In clinical environments, image-based diagnosis is desired to achieve robustness on multi-center samples. Toward this goal, a natural way is to capture only clinically disease-related features. However, such disease-related features are often entangled with center-effect, disabling robust transferring to unseen centers/domains. To disentangle disease-related features, we first leverage structural causal modeling to explicitly model disease-related and center-effects that are provable to be disentangled from each other. Guided by this, we propose a novel Domain Agnostic Representation Model (DarMo) based on variational Auto-Encoder. To facilitate disentanglement, we design domain-agnostic and domain-aware encoders to respectively capture disease-related features and varied center effects by incorporating a domain-aware batch normalization layer.
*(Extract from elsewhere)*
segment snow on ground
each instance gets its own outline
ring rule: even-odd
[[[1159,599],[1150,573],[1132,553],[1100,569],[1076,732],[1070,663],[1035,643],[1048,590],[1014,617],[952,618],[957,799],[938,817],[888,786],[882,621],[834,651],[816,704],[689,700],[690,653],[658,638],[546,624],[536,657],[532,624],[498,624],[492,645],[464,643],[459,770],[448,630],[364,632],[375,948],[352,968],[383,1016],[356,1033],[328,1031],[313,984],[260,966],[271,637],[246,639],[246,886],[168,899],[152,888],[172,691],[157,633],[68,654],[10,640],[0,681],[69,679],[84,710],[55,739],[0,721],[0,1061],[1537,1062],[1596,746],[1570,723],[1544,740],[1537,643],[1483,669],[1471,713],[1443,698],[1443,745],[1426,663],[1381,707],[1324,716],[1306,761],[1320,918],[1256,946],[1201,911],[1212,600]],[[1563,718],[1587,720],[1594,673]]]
Besides, we constrain the disease-related features to well predict the disease label as well as clinical attributes, by leveraging Graph Convolutional Network (GCN) into our decoder. The effectiveness and utility of our method are demonstrated by the superior performance over others on both public datasets and in-house datasets.

1. INTRODUCTION

A major barrier to the deployment of current deep learning systems to medical imaging diagnosis lies in their non-robustness to distributional shift between internal and external cohorts (Castro et al., 2020; Ma et al., 2022; Lu et al., 2022) , which commonly exists among multiple healthcare centers (e.g., hospitals) due to differences in image acquisition protocols. For example, the image appearance can vary a lot among scanner models, parameters setting, and data preprocessing, as shown in Fig. 1  (a, b, c ). Such a shift can deteriorate the performance of trained models, as manifested by a nearly 6.7% AUC drop of empirical risk minimization (ERM) method from internal cohorts (source domain, in distribution) to external cohorts (unseen domain, out of distribution), as shown in Fig. 1 (bar graph). To resolve this problem, existing studies have been proposed to learn task-related features (Castro et al., 2020; Kather et al., 2022; Wang et al., 2021b) from multiple environments of data. Although the learned representation can capture lesion-related information, it is not guaranteed that such features can be disentangled from the center effect, i.e., to variations in image distributions due to domain differences in acquisition protocols (Fang et al., 2020; Du et al., 2019; Garg et al., 2021) . The mixtures of such variations lead to biases in learned features and final predictions. Therefore, a key question in robustness is: in which way can the disease-related features be disentangled from center-effect? Recently, (Sun et al., 2021) showed that the task-related features can be disentangled from others, but requires that the input X and the output Y are generated simultaneously. However, this requirement often does not satisfy disease prediction scenarios, e.g., Y can refer to ground-truth disease labels acquired from pathological examination, which can affect lesion patterns in image X.